I want to explain how easily sets of extensible types, and other tag-names or tag-values[1], could be implemented in software. This is primarily for people who aren’t software professionals, although they might find it interesting too.

When a system defines a closed set of predefined types, options, or terms, then it is referred to as a controlled vocabulary. When that predefined set can be extended or enhanced then it is referred to as a partially controlled vocabulary.

As a simple example of a controlled vocabulary, let’s look at date formatting. Many systems now differentiate four basic date styles: {Short, Medium, Long, Full}. The software has a default recipe for how to format a date for your locale in each style. Although you can probably tailor any one of those default recipes to your own personal preferences, there are no other style names available for selection.

For genealogical data, there may be many applications of such vocabularies; both controlled and partially controlled: event types, properties (aka “facts” to everyone else), place types, role names, status values, name types, name parts, qualitative assessments (e.g. primary/secondary, original/derivative, etc), family types, and sex.
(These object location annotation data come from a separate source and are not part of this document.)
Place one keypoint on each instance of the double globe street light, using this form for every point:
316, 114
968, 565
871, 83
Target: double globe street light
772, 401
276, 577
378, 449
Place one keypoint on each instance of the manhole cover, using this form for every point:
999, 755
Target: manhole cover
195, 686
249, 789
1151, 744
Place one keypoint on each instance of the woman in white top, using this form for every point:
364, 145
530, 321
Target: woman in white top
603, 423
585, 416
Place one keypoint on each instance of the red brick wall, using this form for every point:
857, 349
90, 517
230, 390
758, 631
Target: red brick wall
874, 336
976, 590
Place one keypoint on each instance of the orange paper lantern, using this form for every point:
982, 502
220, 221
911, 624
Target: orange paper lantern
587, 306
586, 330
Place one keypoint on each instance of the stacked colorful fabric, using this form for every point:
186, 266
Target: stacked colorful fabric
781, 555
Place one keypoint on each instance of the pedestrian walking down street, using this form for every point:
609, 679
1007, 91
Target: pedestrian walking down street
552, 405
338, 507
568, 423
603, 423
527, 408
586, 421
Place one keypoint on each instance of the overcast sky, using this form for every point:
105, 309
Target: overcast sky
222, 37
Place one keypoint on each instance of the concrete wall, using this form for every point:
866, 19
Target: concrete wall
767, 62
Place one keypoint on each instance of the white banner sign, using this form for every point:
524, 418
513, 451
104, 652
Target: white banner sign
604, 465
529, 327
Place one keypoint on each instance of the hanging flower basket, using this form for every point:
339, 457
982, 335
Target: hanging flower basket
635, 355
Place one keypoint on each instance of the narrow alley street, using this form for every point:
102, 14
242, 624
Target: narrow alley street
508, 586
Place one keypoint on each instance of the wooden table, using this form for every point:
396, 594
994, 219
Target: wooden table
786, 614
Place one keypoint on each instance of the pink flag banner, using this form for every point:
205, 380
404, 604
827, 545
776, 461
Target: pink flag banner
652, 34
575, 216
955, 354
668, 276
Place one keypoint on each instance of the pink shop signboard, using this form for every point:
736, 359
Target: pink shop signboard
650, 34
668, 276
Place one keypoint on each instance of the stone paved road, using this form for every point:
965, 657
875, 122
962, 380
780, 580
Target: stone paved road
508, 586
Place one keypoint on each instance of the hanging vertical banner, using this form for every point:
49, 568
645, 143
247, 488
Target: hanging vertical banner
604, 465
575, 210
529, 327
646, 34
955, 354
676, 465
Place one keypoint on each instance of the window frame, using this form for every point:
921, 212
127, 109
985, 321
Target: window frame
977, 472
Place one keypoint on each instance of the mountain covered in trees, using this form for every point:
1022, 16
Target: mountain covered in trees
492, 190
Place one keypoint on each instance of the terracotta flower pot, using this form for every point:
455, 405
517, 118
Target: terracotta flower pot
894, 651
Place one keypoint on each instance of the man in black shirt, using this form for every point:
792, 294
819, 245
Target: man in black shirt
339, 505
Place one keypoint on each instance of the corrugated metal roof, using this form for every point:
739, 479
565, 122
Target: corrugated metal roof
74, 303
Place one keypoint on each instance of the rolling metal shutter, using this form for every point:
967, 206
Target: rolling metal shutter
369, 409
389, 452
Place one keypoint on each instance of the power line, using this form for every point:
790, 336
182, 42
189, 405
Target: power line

Sex is quite interesting – no, seriously! If someone defined a controlled vocabulary of just {Male, Female, Unknown} then you might wonder about other variations of sex, gender, and lifestyle. However, sex and gender are different concepts, and the birth sex is different again to some variant adopted as part of a later event. See Sex and Gender for more details.

So how can we have both a predefined set of types and retain the ability to create custom ones, whilst also avoiding clashes with anyone else’s custom types or future predefined types? This is really the crux of the problem, and it splits the practical applications into two categories. If the types are part of a passive set, such as event types, then extensibility is not only simple but custom types could be loaded by any other compliant application. However, if the types have structural or procedural connotations then they cannot be loaded by another application without it having knowledge of the associated structure or procedure. An example of the latter category is the record types used to store the data.

GEDCOM allows custom record types (aka “tags”) but it merely recommends that their names have a leading underscore character. The specification document for the GEDCOM 5.5 release[2] contains the following explanatory paragraph:

To ensure all transmitted information in the Lineage-Linked GEDCOM is uniformly identified the standardized tags cannot be placed in any other context than shown in Chapter 2. It is legal to extend the context of the form, but only by using user-defined tags which must begin with an underscore. This will not violate the lineage-linked GEDCOM standard unless the context for the grammar of the Lineage-Linked GEDCOM Form is violated. The use of the underscore in the user tag name is to signal a nonstandard construct is being used. This notifies the reading system of a discrepancy and will avoid future conflicts with tags that may be standardized in subsequent GEDCOM releases.

This may have prevented custom tags from clashing with GEDCOM ones reserved in later releases, but it never prevented clashes between alternative customisations. Simply using an underscore prefix is clearly not a workable solution. Also, any program designed around the official GEDCOM tags could do nothing more than ignore custom tags. An example list of predefined and custom tags may be found at http://www.gencom.org.nz/GEDCOM_tags.html.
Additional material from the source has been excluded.